23 mayo 2006

Camelia


A Camelia le encantaba el mundo de la decoración, por eso adoraba las piezas barrocas, los ornamentos florales en la tapicería de los sofás y los objetos de plata repujada.

A Camelia le gustaba vestirse con las sedas, tules y organzas bordadas que le enviaba directamente su amigo tailandés Rama Adulyadej desde Bankok en pequeños paquetes que al abrirlos olían a sándalo y a sudor suave. Idéntica indicación siempre en el reverso: “Con amor”. Entonces sonreía.

Camelia cuidaba su delicada piel con barro negro del Mar Muerto y se envolvía en algas marinas para facilitar el drenaje de su linfa. Una vez limpia e inmediatamente después, recortaba su vello púbico con especial cuidado y jamás se olvidaba de asir la limita para retocar minuciosamente las uñas de sus pies.

Cuando el ritual había terminado, Camilia hojeaba su diario de tapas de cuero, observaba todos los nombres que, con letra especialmente legible, tenía allí apuntados-amigos rusos, asiáticos, árabes, íberos, nórdicos-, posaba su dedo índice encima de una de sus páginas; Amin, Weiwang, Elijah, Munir, Vladimir, Jason, Wenceslao, Mayu, Maluf, Mahmud… y dejaba el resto al azar.
Entonces se sentía una diosa.

10 mayo 2006

Freak Circus


En el lado derecho del camino, aún sin asfaltar, un trozo de madera sujetado con clavos en un platanero daba la bienvenida a los carros de caballos, a los peregrinos, indigentes y comerciantes: Villa de Madrid.
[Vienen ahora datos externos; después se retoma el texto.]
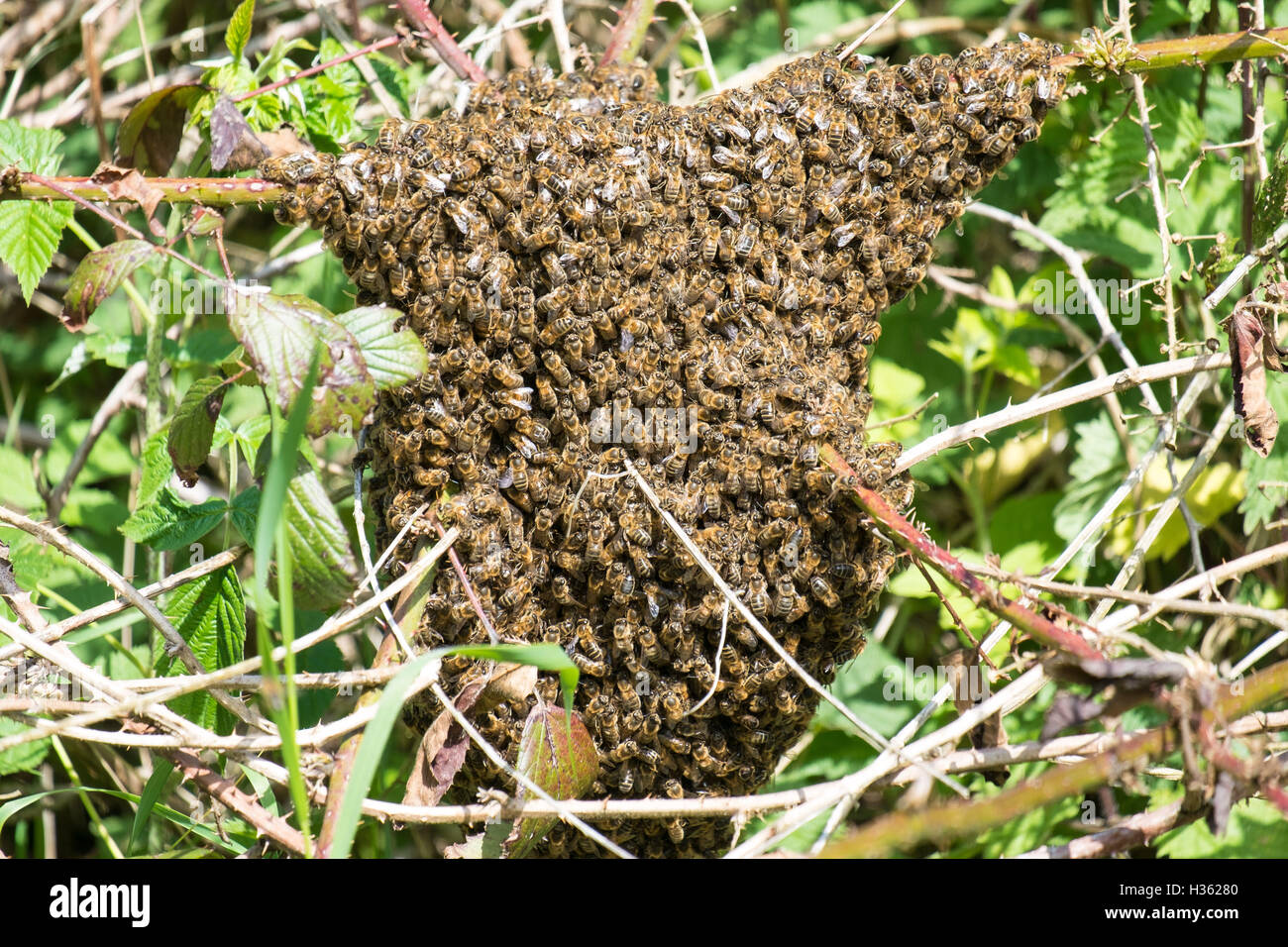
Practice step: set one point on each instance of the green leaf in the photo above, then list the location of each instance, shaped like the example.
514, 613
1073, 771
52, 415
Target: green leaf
244, 510
210, 613
25, 758
151, 795
98, 510
110, 457
237, 34
193, 427
1256, 830
559, 755
151, 132
325, 571
156, 467
281, 334
231, 845
30, 230
373, 748
167, 522
1271, 202
544, 657
393, 359
99, 274
252, 434
17, 482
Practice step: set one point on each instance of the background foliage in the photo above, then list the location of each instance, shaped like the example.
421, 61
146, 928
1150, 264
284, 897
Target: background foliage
1014, 501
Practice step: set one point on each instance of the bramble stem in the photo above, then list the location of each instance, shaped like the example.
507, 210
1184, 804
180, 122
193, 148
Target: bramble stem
629, 34
424, 21
919, 545
1190, 51
210, 191
957, 819
1158, 54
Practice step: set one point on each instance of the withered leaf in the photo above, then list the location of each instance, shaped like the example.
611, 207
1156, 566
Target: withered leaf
128, 184
442, 753
98, 275
233, 145
1252, 354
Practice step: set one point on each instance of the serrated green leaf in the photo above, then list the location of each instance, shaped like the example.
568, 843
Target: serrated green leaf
1256, 830
99, 274
210, 613
151, 132
237, 34
30, 231
167, 522
393, 357
281, 334
325, 573
244, 510
156, 467
110, 457
25, 758
192, 431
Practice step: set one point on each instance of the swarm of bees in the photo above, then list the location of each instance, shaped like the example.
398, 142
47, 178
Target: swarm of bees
599, 275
Justo en el lado puesto, desde primeros del mes de mayo se podía leer otra indicación: Freak Wanderzirkus- Freak Circus. Con letras cuidadosamente talladas y decoradas con motivos que bien podían ser dionaeas, droseras, pinguiculas u otras especies carnívoras a las que quizá la organización era aficionada.

Horas antes de abrir las puertas del show por primera vez, aquellos alemanes de rara especie se preparaban para comenzar la función. Trescientas cuarenta y tres personas se agolpaban en la entrada de la carpa con un único deseo; Apenas les importaban las kilométricas zancadas del hombre jirafa, ni sus pies de tamaño descomunal. Tampoco prestarían demasiada atención a las proezas de “Astaroth el inmortal” que dejaba que dos anacondas treparan por sus piernas desnudas, ni aplaudirían con fervor a Konstanze la de rubia melena, que era capaz de tragarse el filo de cuchillos similares a los que el público utilizaba simplemente para pelar tubérculos. El público esperaba ansioso la actuación de Margarethe la mujer barbuda de 110 kilos de peso junto a Moritz el enano saltarín. Decían que a ella se le iluminaban los ojos, que una especie de velo brillante barnizaba sus pupilas con solo mirarle. Comentaban que él parecía esbozar una sonrisa simplona cada vez que ella aparecía en escena. Contemplar el romance entre la mujer barbuda y el enano saltarín bien merecía un año de espera. “¿Cómo podrán ser capaces de conciliar el sueño en el mismo lecho?”, “si ella le besa… ¿le hará cosquillas?”, “¿serán capaces de consumar su amor?”, “él morirá aplastado en una noche de pasión”. Por aquel entonces estas cuestiones jamás se comentaban en voz alta porque estaban condenadas por la iglesia. A cambio el público emitía unas risitas agudas como el sonido de los ratones de cola larga.

Era verdad, Margarethe y Moritz eran amantes. Escuchaban las burlas antes y después de cada función en aquellas tierras. En ocasiones ellos también contenían las ganas de rodar por el suelo a carcajadas porque sabían que aquellos españoles católicos, creyentes, puritanos y completamente mojigatos aún tendrían que esperar generaciones para descubrir la liberación del alma, del espíritu, del cuerpo y los placeres del Mundgeschlecht o sexo oral.